Tendency To Bark Or Howl: Bullmastiffs aren’t vocal dogs and don’t tend to bark or growl a lot unless they think that it’s absolutely necessary. Most of the time, they’re a perfectly quiet family pet.
The long and storied Bullmastiff line began in the nineteenth century when English gamekeepers bred bulldogs with mastiffs in an attempt to create a dog that would help them to effectively deal with poachers.
And because the resultant dog was so good at what it was bred to do, it earned the nicknames ‘the silent guardian’ and the “gamekeeper’s night dog”, and while the former is still used to describe Bullmastiffs, the latter has almost been forgotten by history.
The English Kennel Club didn’t recognize the breed until nineteen twenty-four and the American Kennel Club followed suit a decade later.

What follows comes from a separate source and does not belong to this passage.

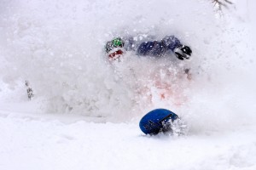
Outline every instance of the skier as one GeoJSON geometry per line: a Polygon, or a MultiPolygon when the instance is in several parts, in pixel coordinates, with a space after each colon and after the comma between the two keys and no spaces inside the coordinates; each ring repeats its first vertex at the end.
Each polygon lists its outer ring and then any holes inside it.
{"type": "Polygon", "coordinates": [[[144,41],[138,42],[134,37],[113,38],[106,44],[106,53],[110,60],[119,59],[125,51],[135,51],[137,55],[161,57],[174,53],[181,60],[189,60],[192,50],[183,45],[174,36],[166,36],[160,41],[144,41]],[[171,52],[171,53],[170,53],[171,52]]]}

During the late nineteen twenties, De Beers began to favor using Bullmastiff to guard their diamond mines in South Africa, which led to the breed establishing itself in the country.
Bullmastiff puppies can be incredibly expensive, and the cost is dependent on their family line, and the breeder selling them. They tend to vary in price but are usually between fifteen hundred and thirty-five hundred dollars.

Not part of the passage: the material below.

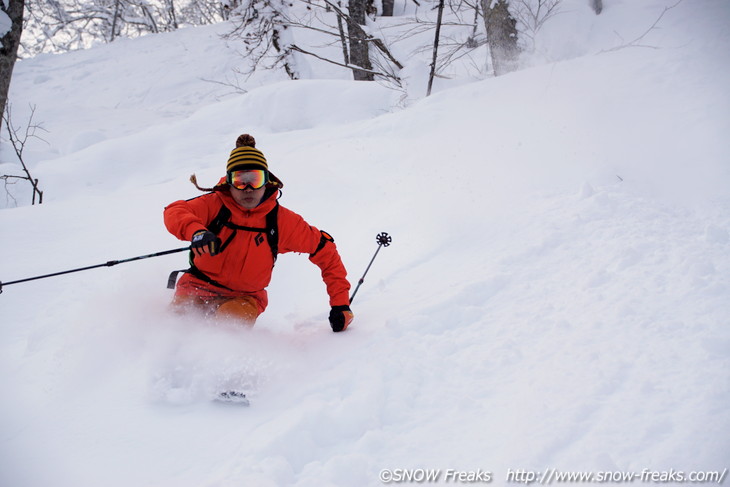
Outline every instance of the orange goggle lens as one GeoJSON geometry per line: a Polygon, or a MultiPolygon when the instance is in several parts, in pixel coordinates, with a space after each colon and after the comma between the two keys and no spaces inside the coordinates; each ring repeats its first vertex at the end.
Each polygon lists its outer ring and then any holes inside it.
{"type": "Polygon", "coordinates": [[[228,184],[236,189],[263,188],[269,182],[269,175],[263,169],[248,169],[243,171],[233,171],[228,173],[228,184]]]}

And over the course of their relatively short lives, in order to properly care for a Bullmastiff, the American Kennel Club estimates that it would cost the average owner somewhere in the region of nineteen thousand dollars.

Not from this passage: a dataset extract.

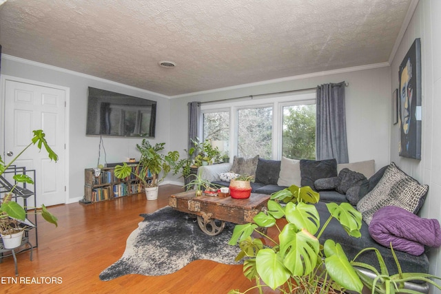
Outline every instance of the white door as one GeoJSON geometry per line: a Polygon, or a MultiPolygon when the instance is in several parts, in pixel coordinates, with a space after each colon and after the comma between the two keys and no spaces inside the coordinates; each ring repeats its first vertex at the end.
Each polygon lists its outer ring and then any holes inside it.
{"type": "Polygon", "coordinates": [[[33,130],[43,129],[45,138],[59,156],[55,162],[41,147],[31,146],[15,162],[17,167],[36,171],[37,204],[45,206],[65,203],[65,103],[63,89],[6,80],[5,162],[10,161],[31,143],[33,130]],[[13,154],[13,155],[11,155],[13,154]]]}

However, even though the puppies cost a lot of money, it isn’t uncommon to find Bullmastiffs in shelters.
And the reason for this is both simple, and heartbreaking. The dog is usually abandoned because the owner was inadequately prepared to care for it properly, and didn’t understand the enormity of the task that they were undertaking.
Bullmastiffs demand a great degree of care and need a great deal of attention.
They need to be trained and socialized and made to feel like they’re an important part of everyday family life, which is why so many of them tend to end up in shelters or with specialist rehoming programs.
If you do want to give a Bullmastiff a home before you start shopping around and looking for breeders, think about adopting instead.
Phone your local shelter and leave your number, or get in touch with a Bullmastiff rescue center near you and ask them about rehoming one of the dogs in their care.
It’ll cost you far less than it would to buy a Bullmastiff from a breeder, and you’ll be giving a home to a dog that desperately needs, and wants one.
Bullmastiff Fun Facts
The NFL team the Cleveland Browns who are, funnily enough, based in Cleveland, Ohio have a living mascot. His name is Swagger, and he’s a Bullmastiff.
The most famous boxer in cinematic history, Rocky Balboa had a pet dog called Butkus, and Butkus was, as you’ve probably already guessed, a Bullmastiff.
They were originally trained to do things a little differently, and rather than bark at, or bite poachers, Bullmastiffs were taught to pounce on them and pin them to the ground until their masters arrived.
The first Bullmastiffs were imported to America from England by John D Rockefeller during the nineteen twenties to guard his estate and properties in New York.